You are given n boxes, each containing a certain number of candies. You can open boxes in a specific order and collect candies from them. Theboces might have connections to other boxes, allowing you to open them in a specific sequence. The goal is to maximize the number of candies you can collect. I know Confusing af. feelings mututal brother.

🧠 My Thought Process

Brute Force Idea:
This Problem is actually brtute force graph traversal problem. The only thing is to find Which traversal to use. I started with DFS but the implementation was getting too complex with recursion. Then I switched to BFS which was much cleaner and easier to manage.
Optimized Strategy:
- Heres the key idea: Use a queue to manage the boxes you can open. We can add the initial box to the queue and then process each box in the queue, collecting candies and adding connected boxes to the queue.
- Step 1: Initialize an empty queue and add the initial box to it.
- Step 2: While the queue is not empty, pop a box from the front.
- Step 3: Collect candies and chekc if we have already opened this box or if we don't have the key to open it.
- Step 4: If we don't have the key, we can add the box to the queue and continue processing.

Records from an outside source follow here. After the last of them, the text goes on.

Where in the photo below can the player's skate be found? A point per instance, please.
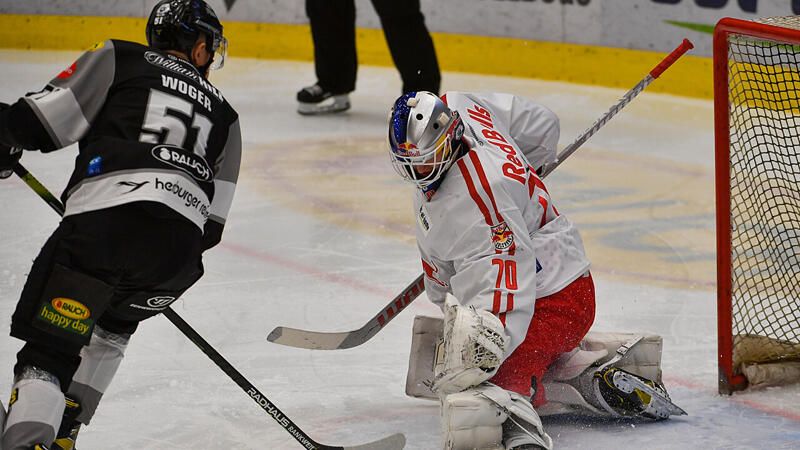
(68, 432)
(316, 100)
(625, 394)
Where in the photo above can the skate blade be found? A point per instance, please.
(334, 104)
(627, 383)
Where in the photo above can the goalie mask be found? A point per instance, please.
(423, 137)
(176, 24)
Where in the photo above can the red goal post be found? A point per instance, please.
(757, 150)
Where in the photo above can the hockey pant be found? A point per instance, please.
(559, 323)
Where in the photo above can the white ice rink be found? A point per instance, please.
(320, 237)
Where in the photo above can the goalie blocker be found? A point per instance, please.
(608, 375)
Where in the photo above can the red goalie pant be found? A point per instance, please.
(559, 323)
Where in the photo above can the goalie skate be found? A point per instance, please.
(624, 394)
(315, 100)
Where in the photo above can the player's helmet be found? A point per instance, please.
(423, 131)
(175, 25)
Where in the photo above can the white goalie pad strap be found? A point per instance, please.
(34, 413)
(426, 335)
(99, 363)
(524, 426)
(471, 419)
(475, 343)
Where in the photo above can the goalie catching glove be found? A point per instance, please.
(474, 346)
(8, 157)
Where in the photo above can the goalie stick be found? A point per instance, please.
(319, 340)
(394, 442)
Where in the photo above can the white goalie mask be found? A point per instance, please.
(422, 134)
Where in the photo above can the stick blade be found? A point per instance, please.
(314, 340)
(394, 442)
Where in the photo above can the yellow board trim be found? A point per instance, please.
(602, 66)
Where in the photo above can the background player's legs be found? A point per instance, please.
(410, 44)
(559, 323)
(333, 30)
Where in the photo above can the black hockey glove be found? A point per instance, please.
(8, 157)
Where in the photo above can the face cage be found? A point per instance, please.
(405, 165)
(219, 45)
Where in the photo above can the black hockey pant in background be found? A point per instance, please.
(333, 32)
(112, 268)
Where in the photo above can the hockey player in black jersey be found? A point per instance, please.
(159, 154)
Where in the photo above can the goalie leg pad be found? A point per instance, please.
(475, 343)
(471, 419)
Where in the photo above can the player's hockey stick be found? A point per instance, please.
(640, 86)
(317, 340)
(393, 442)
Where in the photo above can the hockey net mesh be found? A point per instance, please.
(764, 105)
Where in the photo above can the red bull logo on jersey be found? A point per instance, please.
(431, 270)
(68, 71)
(502, 237)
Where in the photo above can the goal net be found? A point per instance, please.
(757, 139)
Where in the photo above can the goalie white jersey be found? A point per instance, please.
(488, 231)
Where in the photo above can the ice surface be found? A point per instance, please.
(320, 238)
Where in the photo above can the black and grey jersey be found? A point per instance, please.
(150, 127)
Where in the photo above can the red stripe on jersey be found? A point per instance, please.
(485, 183)
(473, 192)
(543, 202)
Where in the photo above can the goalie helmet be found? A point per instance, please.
(423, 137)
(176, 24)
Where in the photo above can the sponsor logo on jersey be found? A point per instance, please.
(97, 46)
(188, 162)
(424, 222)
(156, 303)
(134, 186)
(68, 71)
(95, 167)
(502, 237)
(70, 308)
(431, 270)
(189, 200)
(174, 64)
(66, 314)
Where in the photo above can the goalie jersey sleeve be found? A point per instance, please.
(149, 127)
(490, 235)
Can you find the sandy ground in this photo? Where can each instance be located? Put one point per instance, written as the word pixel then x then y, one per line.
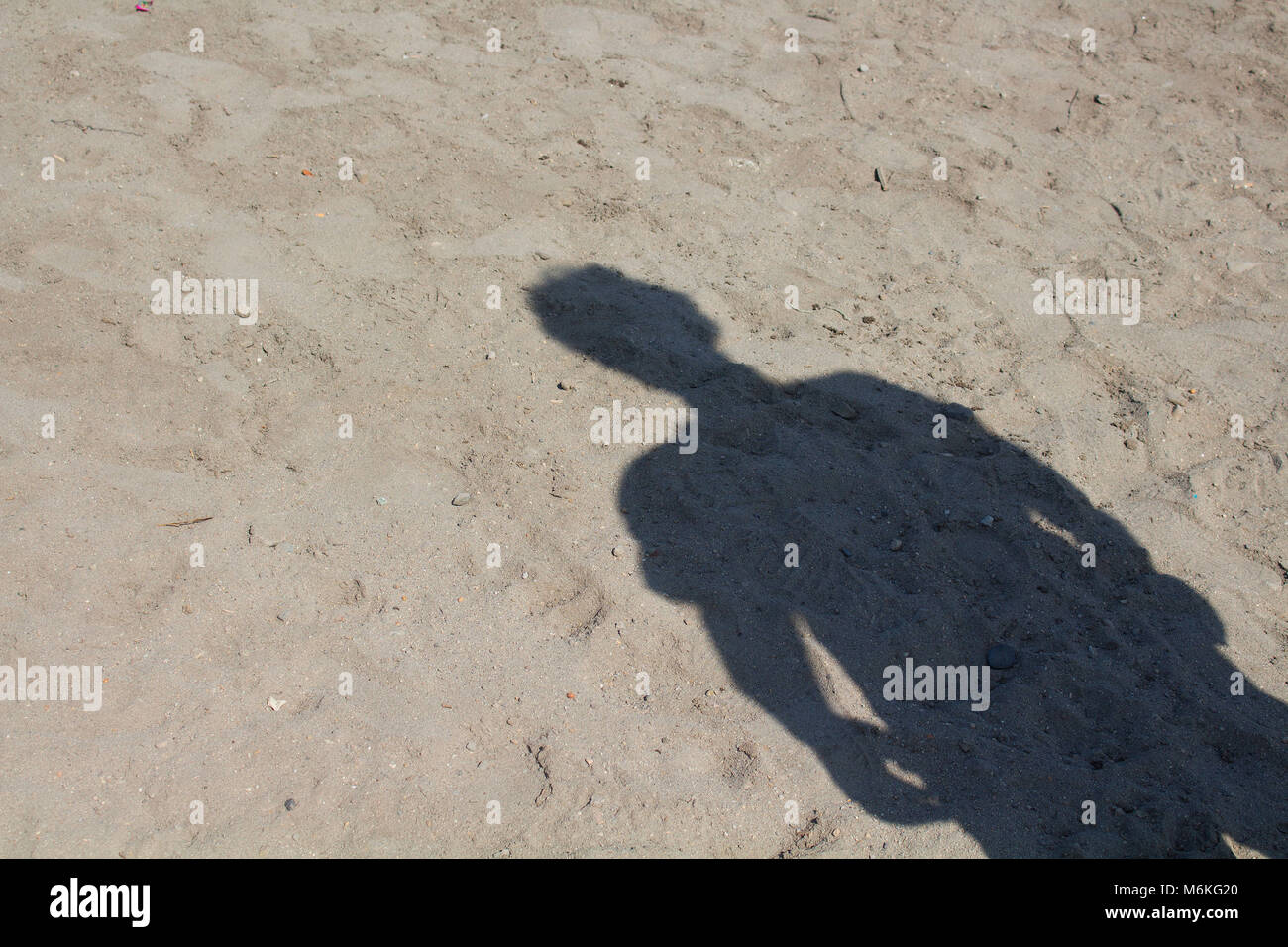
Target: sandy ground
pixel 643 673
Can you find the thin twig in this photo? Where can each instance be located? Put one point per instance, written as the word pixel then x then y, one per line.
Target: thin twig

Because we might get the key later.
- Step 5: As we can open boxes and can get keys to other boxes, we can set the status of the box to opened and add its connected boxes to the queue.
- Step 6: Also we will add the boxes to the queue only if we find new_boxes that we haven't opened yet.
Algorithm Used:

[[notes/algorithms/graph_bfs.md]]

⚙️ Code Implementation (Python)

from collections import deque
from typing import List

class Solution:
    def maxCandies(
        self,
        status: List[int],
        candies: List[int],
        keys: List[List[int]],
        containedBoxes: List[List[int]],
        initialBoxes: List[int]
    ) -> int:

        n = len(status)
        visited = [False] * n
        have_box = [False] * n
        have_key = status[:]
        queue = deque()

        for box in initialBoxes:
            have_box[box] = True
            if have_key[box]:
                queue.append(box)

        total_candies = 0

        while queue:
            box = queue.popleft()

            if visited[box]:
                continue
            visited[box] = True
            total_candies += candies[box]

            # Gain new keys
            for key in keys[box]:
                if not have_key[key]:
                    have_key[key] = 1
                    if have_box[key] and not visited[key]:
                        queue.append(key)

            # Add new boxes
            for new_box in containedBoxes[box]:
                have_box[new_box] = True
                if have_key[new_box] and not visited[new_box]:
                    queue.append(new_box)

        return total_candies

⏱️ Time & Space Complexity

Time: O(n + m), where n is the number of boxes and m is the total number of connections (keys and contained boxes).
Space: O(n), for the queue and visited arrays.

🧩 Key Takeaways

✅ What concept or trick did I learn?
- Nothing new, just a good practice of using BFS for graph traversal problems.
💡 What made this problem tricky?
- The tricky part was managing the state of boxes (opened, keys available) and ensuring we only process boxes that can be opened.
💭 How will I recognize a similar problem in the future?
- Look for problems involving traversal of connected components, especially when keys or conditions affect accessibility.